More than 20 people have been killed in northern Lebanon in clashes between the army and Sunni militants in the past four days. AP quoted Lebanese security officials as saying that 12 soldiers and 10 civilians were killed while 92 soldiers and 63 civilians have been wounded since Friday.
"With the Syrian war next door, we have many troubles, many suspicious people come here, we have to be on high alert.

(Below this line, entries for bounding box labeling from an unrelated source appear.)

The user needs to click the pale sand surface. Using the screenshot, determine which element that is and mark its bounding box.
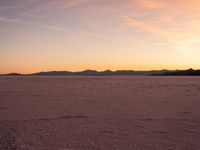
[0,76,200,150]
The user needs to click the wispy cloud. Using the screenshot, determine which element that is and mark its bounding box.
[0,16,68,31]
[0,16,21,23]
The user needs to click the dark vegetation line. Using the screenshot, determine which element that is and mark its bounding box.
[0,69,200,76]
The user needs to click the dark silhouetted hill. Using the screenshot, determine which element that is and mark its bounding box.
[152,69,200,76]
[1,69,200,76]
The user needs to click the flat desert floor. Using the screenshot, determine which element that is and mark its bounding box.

We have to defend our land from terrorists, from ISIS and Nusra Front [al-Qaeda branch operating in the area," Abu Tony, a militia member of the town of Qaa in north-western Lebanon told RT.
Qaa militia patrol the border area every night, with thousands of Islamic State fighters and other jihadists reportedly massing on the border with Lebanon near the town of Arsal, less than 20 miles away.
There are concerns the militants are about to launch an onslaught against the Christian population in the region.
"Behind this mountain there are militants and they always try to infiltrate here. Last time, just five days ago, with fought with them and killed most of them," Abu Georges of Qaa militia told RT.
The men of Qaa, which is situated some three miles from the Syrian border, organized themselves six months ago. There are around 300 in the group, with more self-defenders expected to join the militia forces.
Thousands of civilians had to flee their homes in northern Lebanon's Tripoli area over the weekend, under the threat of Islamic State militants attack.
"Just seeing them makes you terrified! Sometimes I go to sleep and see them in my nightmares. They told me they would take our village, and then others - all the way to Tripoli and make it part of Islamic State," a 76-year-old truck driver Makhul, who was kidnapped by the militants just outside his village in Lebanon, told RT.
The old man spent over 20 days in captivity, and his release cost his family 30,000 US dollars.
Christians maintain considerable power in Lebanon, with estimates suggesting the number is roughly equal to Muslims. The exact percent of Christian believers has been disputed for decades, with the last official census conducted in the country in 1932, but studies show there might be up to 40 percent currently living in Lebanon.
According to a report, published at the start of the year by a group monitoring persecution of Christians worldwide, at least 2,100 Christians died because of their beliefs in 2013. Most of the dead were in Syria, where radical Islamist groups have clamped down on a long-established religious minority.